La veille de notre entretien avec la nouvelle patronne de la Mission French Tech, Julie Huguet, l’écosystème de l’intelligence artificielle venait de faire face à un coup de tonnerre. Le chinois DeepSeek révélait un nouvel agent conversationnel efficace et moins cher à produire que celui de ses concurrents américains. Il n’en fallait pas plus pour mettre à mal les grands acteurs du pays de l’Oncle Sam sur les marchés. Mais le vrai perdant n’est-il pas l’Europe, peu ou pas cité dans cette course à l’IA ? Faut-il s’en inquiéter ? "Je reste optimiste, c’est un trait de caractère que partagent les entrepreneurs, réagit Julie Huguet. Si on regarde trop ce qui se passe autour de nous, on se tétanise à chaque effet d’annonce et on n'avance plus." La dirigeante se félicite de la tenue à Paris du Sommet pour l’action sur l’IA dès le 6 février qui permettra à la France de monter de quoi elle est capable. "C’est une belle opportunité."

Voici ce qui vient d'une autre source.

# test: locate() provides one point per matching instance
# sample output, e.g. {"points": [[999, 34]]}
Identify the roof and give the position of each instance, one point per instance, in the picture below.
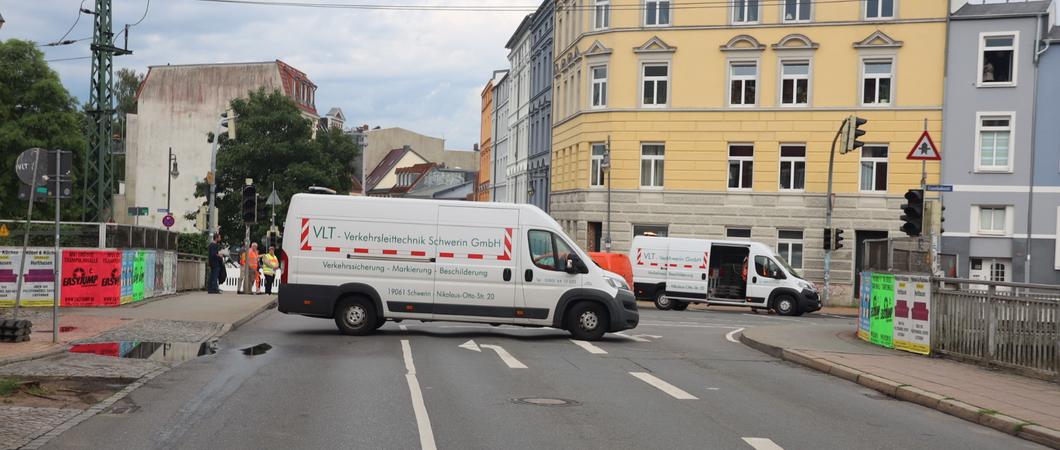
{"points": [[1028, 9]]}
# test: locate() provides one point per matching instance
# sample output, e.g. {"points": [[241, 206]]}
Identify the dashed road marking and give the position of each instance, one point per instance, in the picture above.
{"points": [[422, 420], [663, 385], [589, 347]]}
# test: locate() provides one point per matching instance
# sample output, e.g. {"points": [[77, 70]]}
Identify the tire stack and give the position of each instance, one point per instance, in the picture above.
{"points": [[15, 330]]}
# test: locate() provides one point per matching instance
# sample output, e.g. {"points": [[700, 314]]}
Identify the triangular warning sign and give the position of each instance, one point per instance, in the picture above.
{"points": [[924, 149]]}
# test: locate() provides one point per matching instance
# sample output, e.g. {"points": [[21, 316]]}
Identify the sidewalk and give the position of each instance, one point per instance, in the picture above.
{"points": [[1011, 403]]}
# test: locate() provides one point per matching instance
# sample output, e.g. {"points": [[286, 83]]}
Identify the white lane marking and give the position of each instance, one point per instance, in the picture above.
{"points": [[762, 444], [505, 356], [422, 420], [589, 347], [663, 385]]}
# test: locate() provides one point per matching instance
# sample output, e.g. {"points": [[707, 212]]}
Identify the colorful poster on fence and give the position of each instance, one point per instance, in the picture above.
{"points": [[882, 320], [865, 306], [913, 321], [38, 284], [91, 277]]}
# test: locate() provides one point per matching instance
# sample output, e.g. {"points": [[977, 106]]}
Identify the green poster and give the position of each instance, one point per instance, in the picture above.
{"points": [[882, 315], [138, 274]]}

La dirigeante a, de son côté, dévoilé en janvier son plan stratégique pour les trois ans à venir. Julie Huguet a pu s’appuyer sur la feuille de route qu’elle avait imaginée au moment de candidater pour le poste. Celle-ci lui a servi de base pour mener des consultations avec l’écosystème de manière à présenter le meilleur projet possible.

Le nerf de la guerre

Si Julie Huguet était déjà persuadée qu’il fallait créer des ponts entre les fonds de venture capital et les entreprises en régions – puisque plus d’une start-up française sur deux est créée en dehors de Paris –, elle a élargi le sujet après concertations. Son but ? Améliorer de manière plus globale les relations entre les fonds et les jeunes pousses afin de doper l’investissement.

"Il n’y a pas que le numérique dans la Tech"

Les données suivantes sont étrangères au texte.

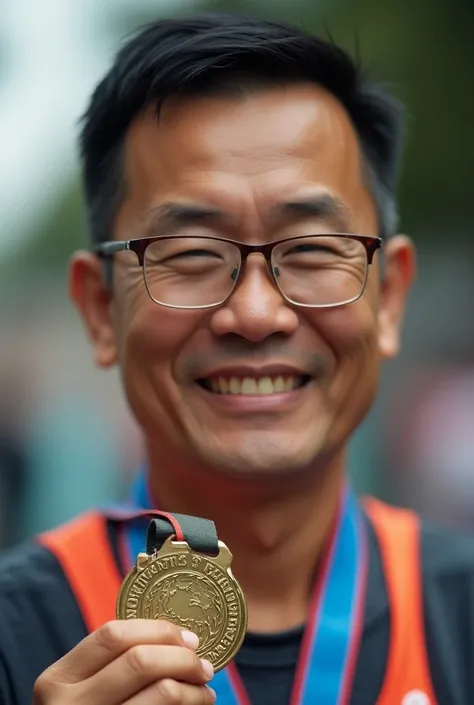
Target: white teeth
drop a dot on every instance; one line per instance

La directrice connaît bien les sujets financier et les problématiques liées à l’hyper croissance pour avoir cofondé sa propre start-up à Annecy en 2018. Elle a levé 1,2 million d’euros et cédé Coworkees en 2021 à Freelance.com. "J’ai eu l’occasion de voir comment ça se passait du côté des start-up. Après la revente, je me suis retrouvée au comex d’une société cotée qui avait la même croissance qu’une start-up mais avec les contraintes des marchés publics." Chez Coworkees, Julie Huguet est passée de 0 à 70 000 freelances référencés sur la plateforme (et même 300 000 lorsqu’elle était chez Freelance.com où elle est restée deux ans) et de 0 à 15 collaborateurs. Le sujet des financements, actuellement plus difficiles, mais aussi des introductions en Bourse pour les jeunes entreprises ainsi que celui de leur revente (dit l’exit) sont au cœur de son action.

Business first 

Julie Huguet insiste également sur la nécessité de penser les start-up dans toutes leur diversité. Celle qui a été présidente du bureau d’Annecy de la French Tech avant de prendre la tête de la mission en charge des Alpes note que son expérience lui "a ouvert l’esprit sur l’écosystème de la région et montré qu’il n’y a pas que du numérique dans la tech, mais aussi d’autres secteurs comme l’industrie qui sont des sujets clés pour la souveraineté."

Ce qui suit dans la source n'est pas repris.